The body count begins to mount – mostly very young girls, indeed the theme, according to the author, is children in danger. The tale as it eventually unfolds involves incest and pedophilia in an almost droit de seigneur  fashion towards young local children by the  town’s patriarchal magnate. Interwoven with this is a sad tale of generations of children in the locality suffering from congenital hypothyroidism, a disorder arising from a diet deficient in iodine, which in the case of the townspeople of Heptonclough was attributable to eating locally produced vegetables!  Environmentalists take note!
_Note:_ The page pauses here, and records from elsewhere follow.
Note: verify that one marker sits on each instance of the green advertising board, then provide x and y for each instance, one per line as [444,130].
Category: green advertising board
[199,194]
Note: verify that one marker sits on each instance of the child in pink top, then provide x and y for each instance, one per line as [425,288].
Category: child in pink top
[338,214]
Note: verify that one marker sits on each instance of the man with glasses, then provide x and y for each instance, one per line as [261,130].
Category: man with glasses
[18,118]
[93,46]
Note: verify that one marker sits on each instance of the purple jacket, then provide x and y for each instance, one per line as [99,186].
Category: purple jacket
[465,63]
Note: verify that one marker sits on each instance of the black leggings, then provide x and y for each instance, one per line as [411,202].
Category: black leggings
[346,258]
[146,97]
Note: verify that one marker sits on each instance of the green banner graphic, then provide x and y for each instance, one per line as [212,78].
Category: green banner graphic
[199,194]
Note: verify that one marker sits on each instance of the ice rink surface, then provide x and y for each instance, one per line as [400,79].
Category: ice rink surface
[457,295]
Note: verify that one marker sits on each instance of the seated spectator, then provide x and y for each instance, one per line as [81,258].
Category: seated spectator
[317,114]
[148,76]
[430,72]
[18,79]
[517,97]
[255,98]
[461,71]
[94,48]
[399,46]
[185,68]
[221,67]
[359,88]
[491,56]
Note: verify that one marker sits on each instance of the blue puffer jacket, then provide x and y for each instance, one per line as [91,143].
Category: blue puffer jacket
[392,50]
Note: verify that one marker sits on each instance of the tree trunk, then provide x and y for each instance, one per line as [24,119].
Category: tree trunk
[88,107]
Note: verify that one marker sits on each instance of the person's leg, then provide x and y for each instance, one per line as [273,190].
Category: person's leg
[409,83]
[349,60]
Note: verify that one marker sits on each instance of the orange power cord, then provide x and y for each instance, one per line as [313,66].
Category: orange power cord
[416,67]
By the end justice has been done, the bad vanquished, the vicar has decided he doesn’t have a vocation and the novel’s sad Ophelia has met her fate. The surprising killer, though with mitigating circumstances – insanity – is female. The psychiatrist heroine is recuperating but unwilling/unable to allow the budding relationship with the vicar to develop. Interestingly, in Awakening, the facially disfigured heroine,  who is a vet, also has trouble relating to others (though with a very valid reason), while in Sacrifice the heroine doctor long harbours grave suspicions of her husband.

I found the book to be a page turner and a very good read, but then perhaps I was biased from the off. The book uses widely the device of short chapters (83 in 380 pages before a lengthy blockbuster final chapter); this is a considerable development from her earlier novels, where the chapter lengths were roughly one and a half or twice as long. There are fewer loose ends, in the form, inter alia, of the introduction of secondary characters, never fully developed  but with important roles to play. The author herself seems to be pleased with the character development in Blood Harvest, and to regard it as an advance in style, with which I concur.

A further development in her evolution as an author is that  in her most recent books she seems to be creating a serial heroine – Policewoman Lacey Flint –  for the future. On balance a writer to watch, certainly one to enjoy. Seven out of ten.